San Antonio defense lawyer lobbies for Medicare to cover treatment for ‘side effect’ of cancer care


A San Antonio-based criminal defense lawyer who built her greater than 30-year profession defending wrongfully convicted people is now taking over the nation’s medical insurance system.

In April, Cynthia Orr lobbied Congress in support of the lymphedema Treatment Act. The bill is on the U.S. House and Senate floors — labeled HB 3630 and SB 1315 — and gaining bipartisan support amongst lawmakers.

If passed, the laws would have Medicare pay for compression garments used to forestall and treat lymphedema — a painful condition that affects 1 in 1,000 cancer patients. Individuals with the condition experience severe swelling and may profit from such treatment.

Orr considers herself a “skilled problem-solver,” so when she learned that cancer survivors were needlessly suffering because they couldn’t afford prescribed compression garments, she took up the cause pro bono. She understands what individuals with lymphedema undergo and why they need this treatment because she is certainly one of them.

The high-profile lawyer recently secured backing from the San Antonio Bar Association and says she won’t stop until compression treatment is roofed by Medicare and Medicaid. Then, she reasons, it could only be a matter of time before private insurance firms approve the doctor-prescribed treatment for his or her beneficiaries.

lymphedema is attributable to a build-up of fluid that happens when the lymphatic system is faulty or damaged. The condition may end up from an injury or from having one’s lymph nodes removed as a part of certain cancer treatments, which was the case for Orr.

She was diagnosed with breast cancer in 2013, and despite having to travel recurrently to MD Anderson in Houston for treatment, she largely kept her condition secret. She tried and won a federal terrorism case while undergoing chemotherapy.

Orr remembers a nurse explaining that her life-saving surgery made her more prone to developing lymphedema, describing it as a “side effect,” but through the years, cancer became a distant memory.

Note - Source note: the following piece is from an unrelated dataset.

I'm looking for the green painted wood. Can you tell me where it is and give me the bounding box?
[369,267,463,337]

That was until November 2020, when Orr nicked her left hand while cutting vegetables for dinner. In lower than 24 hours, it swelled to greater than twice its normal size. She knew immediately what was happening to her.

“They need to call it something more serious than a side effect,” she said during an interview in her law office on the penthouse floor of the Tower Life constructing in downtown San Antonio.

Orr is accustomed to fighting for people getting a raw deal from the criminal justice system.

Orr was a part of the legal team that argued for the discharge of Michael Morton, an innocent man who was convicted in 1987 for the murder of his wife in Williamson County.

She also helped Hannah Overton of Corpus Christi get her conviction overturned and secure her released after spending seven years behind bars. She was accused of the salt-poisoning death of her 4-year-old son. A poster for a 2016 documentary based on the case hangs in Orr’s office.

Orr recently demonstrated how she wraps her left arm up with custom compression garments several times a day. The treatment is tedious, extending from the underside of her fingers to her shoulder, but it surely’s mandatory to attenuate the painful swelling and avoid the chance of more severe disability.

Dr. Brian Fricke, director of the Cancer Rehabilitation division at UT Health San Antonio’s MD Anderson Mays Cancer Center and the one such specialist in South Texas, is treating Orr.

She was at high risk of developing lymphedema in consequence of getting nearly all of the lymph nodes in her armpit removed during her cancer treatment, Fricke said.

“Then she had radiation treatment, as well, which further caused scarring and narrowing of the caliber of the lymphatic vessels that remained in her arm,” he said. “So when she cut her hand, that was form of just like the straw that broke the camel’s back.”

Fricke said that while most individuals can fend off a minor infection from a cut with Neosporin, in Orr’s case, it activated her lymphatic system to mount an immune response, which wasn’t in a position to mobilize properly.

The swelling in her left arm has since subsided with intensive decongestive therapy, though not as quickly as she hoped.

She was referred to Dr. Anton Fries, a reconstructive microsurgeon at UT Health San Antonio, who performed a fragile surgery to transplant lymph nodes from Orr’s stomach, removed laparoscopically, to her arm.

Orr appreciates that she’s fortunate to have the opportunity to afford and receive the medical care she needs. Many lymphedema patients go without compression treatment or are forced to ration their wraps, bandages and garments because medical insurance corporations don’t cover them.

And for individuals with more advanced or more severe lymphedema, particularly those with lower extremity lymphedema, Fricke said, “something so simple as like a hangnail or ingrown fingernail or toenail” can turn into serious.

Historically, Fricke said, Medicare, Medicaid and personal insurers have considered lymphedema to be a cosmetic problem.

“That is thus far from the reality,” he said.

Yet pneumatic compression pumps, devices that cost Medicare $4,000 to $6,000, are covered. Meanwhile, Medicare pays when lymphedema patients find yourself in intensive care units or on intravenous antibiotics.

“It costs your entire health care system an entire lot of cash for saving, you realize, relative pennies on compression garments,” Fricke said.